Daniel Klaus was born in Wiesbaden in 1972 and grew up in Niedernhausen am Taunus. After spending extended periods abroad in Paris and Istanbul, he now lives in Berlin. He writes light-hearted columns for the taz newspaper and publishes a wide variety of texts in literary magazines and anthologies. His literary works have received numerous awards, including the Walter Serner Prize, the Ruhr Area Literature Promotion Prize, and the Alfred Döblin Scholarship from the Berlin Academy of Arts. For his recently completed novel project “Licht und Verzweiflung” (Light and Despair), he received a research scholarship from the Berlin Senate Administration. Together with Klaus Esterluss, he founded the reading series “Für Immer Bärbel” (Forever Bärbel) in 2025.
More about the author under www.danielklaus.com
Klaus Esterluß

Klaus Esterluß was born in 1978 in the suburbs of East Berlin and grew up in one of these satellite towns on the outskirts of the city. He studied without a specific goal in mind and ended up in journalism at a very early age. First radio, then television, and later online and social media. Klaus has always talked a lot in front of cameras and written for at least as long. However, he mainly wrote for himself—poems, observations, fragments. Language, melody, and rhythm are important to him, sometimes more important than the actual story. Around 2012, Klaus met Daniel as a neighbor and rediscovered his courage to write. From then on, his literary works were regularly published in anthologies and magazines. Currently, Klaus mainly writes short texts alongside his work. He runs a channel on Instagram and TikTok where he presents political and pop culture non-fiction books and comics that he reads in order to constantly broaden his horizons.
Together with Daniel, Klaus founded the reading series Für Immer Bärbel (Forever Bärbel) in 2025.
Rick Palm
Rick Palm (under 30) collects mini keyboards, raps about dreary bureaucracy, studies philosophy and sociolinguistics at the Free University of Berlin, and has no other interests of capitalist value.
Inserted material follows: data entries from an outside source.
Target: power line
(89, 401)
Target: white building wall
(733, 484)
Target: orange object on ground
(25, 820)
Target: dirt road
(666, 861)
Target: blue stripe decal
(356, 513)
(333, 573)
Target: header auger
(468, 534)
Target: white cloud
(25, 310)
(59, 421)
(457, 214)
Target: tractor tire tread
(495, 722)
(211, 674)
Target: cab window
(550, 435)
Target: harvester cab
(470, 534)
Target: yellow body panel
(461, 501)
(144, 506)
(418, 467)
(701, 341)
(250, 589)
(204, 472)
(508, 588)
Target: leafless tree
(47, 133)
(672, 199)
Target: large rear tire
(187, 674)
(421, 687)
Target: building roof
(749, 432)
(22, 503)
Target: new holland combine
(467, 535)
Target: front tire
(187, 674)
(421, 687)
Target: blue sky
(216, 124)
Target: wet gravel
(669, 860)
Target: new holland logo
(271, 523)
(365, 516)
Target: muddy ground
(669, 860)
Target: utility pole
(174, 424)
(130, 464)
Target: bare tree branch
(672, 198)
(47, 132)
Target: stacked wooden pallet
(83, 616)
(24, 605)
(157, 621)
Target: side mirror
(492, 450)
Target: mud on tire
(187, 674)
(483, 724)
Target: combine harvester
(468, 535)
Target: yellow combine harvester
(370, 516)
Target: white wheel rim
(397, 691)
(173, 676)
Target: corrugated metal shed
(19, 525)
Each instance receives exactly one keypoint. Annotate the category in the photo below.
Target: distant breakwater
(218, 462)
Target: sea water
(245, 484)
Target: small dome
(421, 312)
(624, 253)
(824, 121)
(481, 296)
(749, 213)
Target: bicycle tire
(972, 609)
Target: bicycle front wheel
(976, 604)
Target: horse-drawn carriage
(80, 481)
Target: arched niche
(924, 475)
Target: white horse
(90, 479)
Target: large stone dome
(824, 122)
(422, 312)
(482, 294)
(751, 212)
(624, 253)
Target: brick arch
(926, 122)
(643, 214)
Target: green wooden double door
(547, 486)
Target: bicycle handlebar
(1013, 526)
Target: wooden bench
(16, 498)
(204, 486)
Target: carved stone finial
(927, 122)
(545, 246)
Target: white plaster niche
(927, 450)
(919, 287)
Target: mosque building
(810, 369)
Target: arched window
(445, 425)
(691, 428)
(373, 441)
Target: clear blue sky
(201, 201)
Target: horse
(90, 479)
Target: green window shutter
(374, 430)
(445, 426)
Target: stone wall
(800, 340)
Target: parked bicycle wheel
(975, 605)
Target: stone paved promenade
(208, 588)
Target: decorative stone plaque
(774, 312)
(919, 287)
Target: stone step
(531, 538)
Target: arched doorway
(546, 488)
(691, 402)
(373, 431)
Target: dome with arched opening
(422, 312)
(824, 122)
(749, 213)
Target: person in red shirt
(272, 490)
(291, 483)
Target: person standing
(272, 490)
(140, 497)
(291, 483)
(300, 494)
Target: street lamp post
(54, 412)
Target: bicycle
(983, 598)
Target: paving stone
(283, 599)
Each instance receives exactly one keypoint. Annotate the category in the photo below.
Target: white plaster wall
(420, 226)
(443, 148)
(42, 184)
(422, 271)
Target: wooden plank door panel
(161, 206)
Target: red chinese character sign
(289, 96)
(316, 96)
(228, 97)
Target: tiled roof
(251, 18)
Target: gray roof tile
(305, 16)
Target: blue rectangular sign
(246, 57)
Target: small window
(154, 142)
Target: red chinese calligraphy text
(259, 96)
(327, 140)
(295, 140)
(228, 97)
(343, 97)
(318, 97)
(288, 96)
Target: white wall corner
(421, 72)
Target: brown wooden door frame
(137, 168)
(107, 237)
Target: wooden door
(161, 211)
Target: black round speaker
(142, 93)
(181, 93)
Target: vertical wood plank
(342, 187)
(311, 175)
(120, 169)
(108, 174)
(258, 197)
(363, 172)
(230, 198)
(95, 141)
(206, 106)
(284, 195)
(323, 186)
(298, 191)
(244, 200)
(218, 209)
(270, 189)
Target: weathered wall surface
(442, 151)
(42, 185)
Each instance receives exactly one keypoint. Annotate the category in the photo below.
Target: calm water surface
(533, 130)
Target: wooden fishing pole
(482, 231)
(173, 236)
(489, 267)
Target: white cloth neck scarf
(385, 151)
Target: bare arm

So it's no surprise that he earns his living as a freelance illustrator and lecturer and has a penchant for co-organizing and moderating literary events (independent scene!). Of course, he co-hosts a podcast, which is currently on hold. He writes poetry and short prose. Rick has so far successfully protected himself from awards and publishing by not putting in the effort.
Rick knows all about dreams because he has them. He loves the sound they make when they burst.